One of the obstacles for facial expression recognition technology is the difficulty in providing large amounts of data required to train detection models for each facial pose, because faces are usually captured with a wide variety of poses in real-world applications. To address the problem, Fujitsu has developed a technology to adapt different normalization process for each facial image. For example, when the angle of the subject's face is oblique, the technology can adjust the image to more closely resemble the frontal image of the face, allowing the detection model to be trained with a relatively small amount of data. The technology can accurately detect subtle emotional changes, including uncomfortable or nervous laughter, confusion, etc.-even when the subject's face is moving in a real-world context.
Fujitsu anticipates that the new technology will find use in a variety of real-world applications, including communication facilitation for employee engagement and to improve workplace safety for drivers and factory workers.
Background
In recent years, technologies that detect changes in facial expression from images and read human emotions have been increasingly attracting interest. Existing technologies have mainly been developed for detecting clear changes in facial expression (e.g. the corners of the mouth and the corners of the eyes moving widely). These technologies have been used in some practical applications, including automatic extraction of highlight scenes in videos and enhancing robots' reactions. In the future, facial expression recognition technologies will be more widely utilized in a variety of situations, including patient monitoring in healthcare and analysis of customers' responses to products in marketing campaigns.
Issues
In order to "read" human emotions more effectively, it's critical to capture the subtle facial changes associated with emotions like understanding, bewilderment, and stress.

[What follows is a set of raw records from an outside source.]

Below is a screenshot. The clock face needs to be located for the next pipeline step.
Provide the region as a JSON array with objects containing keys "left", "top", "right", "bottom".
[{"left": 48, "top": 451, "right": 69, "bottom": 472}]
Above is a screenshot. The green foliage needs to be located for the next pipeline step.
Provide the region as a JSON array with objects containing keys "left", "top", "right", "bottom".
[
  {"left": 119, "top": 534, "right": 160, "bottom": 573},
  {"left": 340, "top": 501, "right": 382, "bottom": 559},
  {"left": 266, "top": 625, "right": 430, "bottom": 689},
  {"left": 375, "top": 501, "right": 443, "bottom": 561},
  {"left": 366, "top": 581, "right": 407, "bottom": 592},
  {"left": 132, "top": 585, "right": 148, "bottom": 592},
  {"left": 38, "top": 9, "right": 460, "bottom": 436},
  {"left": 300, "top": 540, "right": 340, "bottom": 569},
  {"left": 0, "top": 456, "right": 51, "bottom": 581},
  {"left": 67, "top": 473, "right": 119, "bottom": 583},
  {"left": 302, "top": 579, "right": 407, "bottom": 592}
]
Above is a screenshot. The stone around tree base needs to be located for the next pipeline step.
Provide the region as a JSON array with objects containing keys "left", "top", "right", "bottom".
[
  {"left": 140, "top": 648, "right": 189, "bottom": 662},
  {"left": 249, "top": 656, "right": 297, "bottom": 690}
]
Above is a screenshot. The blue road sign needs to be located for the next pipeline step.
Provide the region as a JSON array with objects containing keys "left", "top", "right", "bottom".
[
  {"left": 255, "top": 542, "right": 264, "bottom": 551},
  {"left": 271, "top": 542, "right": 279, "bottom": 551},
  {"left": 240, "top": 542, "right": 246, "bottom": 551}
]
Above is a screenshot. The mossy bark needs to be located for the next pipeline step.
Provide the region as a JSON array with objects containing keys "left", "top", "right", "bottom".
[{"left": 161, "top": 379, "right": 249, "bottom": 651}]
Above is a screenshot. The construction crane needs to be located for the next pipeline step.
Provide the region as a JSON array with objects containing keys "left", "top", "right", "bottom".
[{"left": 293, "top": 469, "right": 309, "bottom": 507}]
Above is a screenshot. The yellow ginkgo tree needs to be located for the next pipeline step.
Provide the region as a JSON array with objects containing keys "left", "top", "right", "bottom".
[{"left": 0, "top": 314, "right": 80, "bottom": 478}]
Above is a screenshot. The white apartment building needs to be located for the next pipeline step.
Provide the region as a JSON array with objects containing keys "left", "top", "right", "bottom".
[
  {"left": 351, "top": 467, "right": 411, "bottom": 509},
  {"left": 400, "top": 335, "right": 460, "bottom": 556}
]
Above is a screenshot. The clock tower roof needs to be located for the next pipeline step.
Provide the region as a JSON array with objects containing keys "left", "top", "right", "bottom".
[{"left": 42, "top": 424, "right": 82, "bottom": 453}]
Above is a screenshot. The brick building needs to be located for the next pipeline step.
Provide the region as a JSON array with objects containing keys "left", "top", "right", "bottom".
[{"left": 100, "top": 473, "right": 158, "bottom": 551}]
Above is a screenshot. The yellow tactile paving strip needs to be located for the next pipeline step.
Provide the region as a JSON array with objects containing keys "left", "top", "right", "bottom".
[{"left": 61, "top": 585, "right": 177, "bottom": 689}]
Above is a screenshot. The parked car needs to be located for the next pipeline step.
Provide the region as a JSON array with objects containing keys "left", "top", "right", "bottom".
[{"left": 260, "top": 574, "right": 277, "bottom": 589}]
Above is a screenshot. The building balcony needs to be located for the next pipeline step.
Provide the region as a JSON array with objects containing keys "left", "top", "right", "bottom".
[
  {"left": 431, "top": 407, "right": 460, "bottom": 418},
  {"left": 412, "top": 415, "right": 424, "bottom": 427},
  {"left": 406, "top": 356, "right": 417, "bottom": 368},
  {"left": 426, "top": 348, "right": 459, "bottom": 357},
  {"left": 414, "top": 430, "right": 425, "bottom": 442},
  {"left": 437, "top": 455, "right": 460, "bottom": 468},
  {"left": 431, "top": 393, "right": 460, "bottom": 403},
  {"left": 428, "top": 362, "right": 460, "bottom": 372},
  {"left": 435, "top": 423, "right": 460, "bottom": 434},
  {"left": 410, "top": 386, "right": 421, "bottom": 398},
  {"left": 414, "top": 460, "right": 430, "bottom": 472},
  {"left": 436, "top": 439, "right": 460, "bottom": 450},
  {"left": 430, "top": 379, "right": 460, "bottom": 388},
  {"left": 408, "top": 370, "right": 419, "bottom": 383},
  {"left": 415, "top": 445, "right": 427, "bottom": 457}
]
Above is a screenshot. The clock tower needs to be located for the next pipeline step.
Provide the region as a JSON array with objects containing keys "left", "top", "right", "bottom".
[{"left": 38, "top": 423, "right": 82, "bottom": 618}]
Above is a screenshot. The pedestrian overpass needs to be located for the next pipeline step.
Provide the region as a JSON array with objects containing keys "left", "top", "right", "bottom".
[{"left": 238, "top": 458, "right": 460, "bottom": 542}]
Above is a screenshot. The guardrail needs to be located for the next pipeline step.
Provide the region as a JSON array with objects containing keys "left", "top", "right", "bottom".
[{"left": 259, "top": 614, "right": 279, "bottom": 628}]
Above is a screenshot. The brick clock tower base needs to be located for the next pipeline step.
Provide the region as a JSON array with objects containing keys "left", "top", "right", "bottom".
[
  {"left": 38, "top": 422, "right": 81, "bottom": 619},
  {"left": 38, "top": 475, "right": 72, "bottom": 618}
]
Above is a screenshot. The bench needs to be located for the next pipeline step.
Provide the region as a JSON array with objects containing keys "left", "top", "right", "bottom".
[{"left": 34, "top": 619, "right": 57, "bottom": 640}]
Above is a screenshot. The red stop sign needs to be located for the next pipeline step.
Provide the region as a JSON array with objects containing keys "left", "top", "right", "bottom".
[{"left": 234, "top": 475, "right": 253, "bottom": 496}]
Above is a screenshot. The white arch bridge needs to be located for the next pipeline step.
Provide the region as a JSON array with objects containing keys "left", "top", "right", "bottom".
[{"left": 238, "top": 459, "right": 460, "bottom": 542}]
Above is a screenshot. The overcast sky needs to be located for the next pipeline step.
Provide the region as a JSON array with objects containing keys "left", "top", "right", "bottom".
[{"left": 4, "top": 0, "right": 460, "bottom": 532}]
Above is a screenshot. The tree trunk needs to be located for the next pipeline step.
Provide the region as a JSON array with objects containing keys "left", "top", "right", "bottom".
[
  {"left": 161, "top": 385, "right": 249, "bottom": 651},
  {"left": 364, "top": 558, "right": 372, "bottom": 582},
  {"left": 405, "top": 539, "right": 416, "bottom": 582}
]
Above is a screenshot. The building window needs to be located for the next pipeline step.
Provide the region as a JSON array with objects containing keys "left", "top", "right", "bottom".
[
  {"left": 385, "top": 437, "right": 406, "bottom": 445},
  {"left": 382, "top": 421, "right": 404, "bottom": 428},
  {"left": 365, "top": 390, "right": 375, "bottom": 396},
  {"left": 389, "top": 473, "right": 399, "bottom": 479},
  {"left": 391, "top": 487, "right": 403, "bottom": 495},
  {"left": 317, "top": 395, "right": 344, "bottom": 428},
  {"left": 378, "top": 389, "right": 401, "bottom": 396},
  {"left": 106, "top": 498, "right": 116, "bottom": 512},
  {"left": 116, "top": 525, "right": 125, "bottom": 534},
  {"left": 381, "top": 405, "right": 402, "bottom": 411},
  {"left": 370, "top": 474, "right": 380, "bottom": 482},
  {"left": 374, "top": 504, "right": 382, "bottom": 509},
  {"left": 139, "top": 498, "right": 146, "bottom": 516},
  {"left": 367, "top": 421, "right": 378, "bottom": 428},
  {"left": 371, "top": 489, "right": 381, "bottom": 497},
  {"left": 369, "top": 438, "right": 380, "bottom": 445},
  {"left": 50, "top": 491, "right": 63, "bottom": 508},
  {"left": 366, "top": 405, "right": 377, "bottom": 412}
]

To accomplish this, developers have increasingly relied on Action Units (AUs), which express the "units" of movement corresponding to each muscle of the face based on an anatomically based classification system. For example, AUs have been used by professionals in fields as varied as psychological research and animation. AUs are classified into approximately 30 types based on the movements of each facial muscle, including for eyebrow and cheek movements. By integrating these AUs into its technology, Fujitsu has pioneered a new approach to detect even subtle changes in facial expression. To detect AUs with greater accuracy, large amounts of data are required by the underlying deep learning techniques. However, in real-world situations, cameras usually capture faces at various angles, sizes, and positions, making it difficult to prepare large-scale learning data corresponding to each visual/spatial state. Therefore, the camera-captured images adversely impact detection accuracy.
Developed Technologies
In collaboration with the Carnegie Mellon University School of Computer Science, Fujitsu Laboratories, Ltd. and Fujitsu Laboratories of America Inc. have developed an AI facial expression recognition technology that can detect AUs with high accuracy even with limited training data.
1. Normalization process to adjust the face for better resemblance of the frontal image
With this technology, images of the face taken at various angles, sizes, and positions are rotated, enlarged or reduced, and otherwise adjusted so that the image more closely resembles the frontal image of the face. This makes it possible to detect AUs with a small amount of training data based on the frontal view of the subject's face.
2. Analyzing significant regions that affect AU detection for each AU
In the normalization process, multiple feature points of the face in the image are converted so that they approach the positions of the feature points in the frontal image. However, the amount of rotation, enlargement/reduction, and adjustment changes depending on where the feature points are selected in the face. For example, if the feature points are selected to be around the eyes and perform the rotation process, the area around the eyes will be close to the reference image, but parts such as the mouth will be out of alignment. To tackle this issue, the areas that have a significant influence on AU detection from the captured face image are analyzed, and the degree of rotation, enlargement, and reduction get adjusted accordingly. By using different normalization process for each individual AU, the developed technology can detect AUs with greater accuracy.
Outcome
This technology has achieved a high detection accuracy rate of 81% even with limited training data. This technology is also more accurate than other existing technologies according to certain facial expression recognition technology benchmarks (Facial Expression Recognition and Analysis Challenge 2017).
Future Plans
Fujitsu aims to introduce the technology to practical applications for various use cases, including teleconferencing support, employee engagement measurement, and driver monitoring.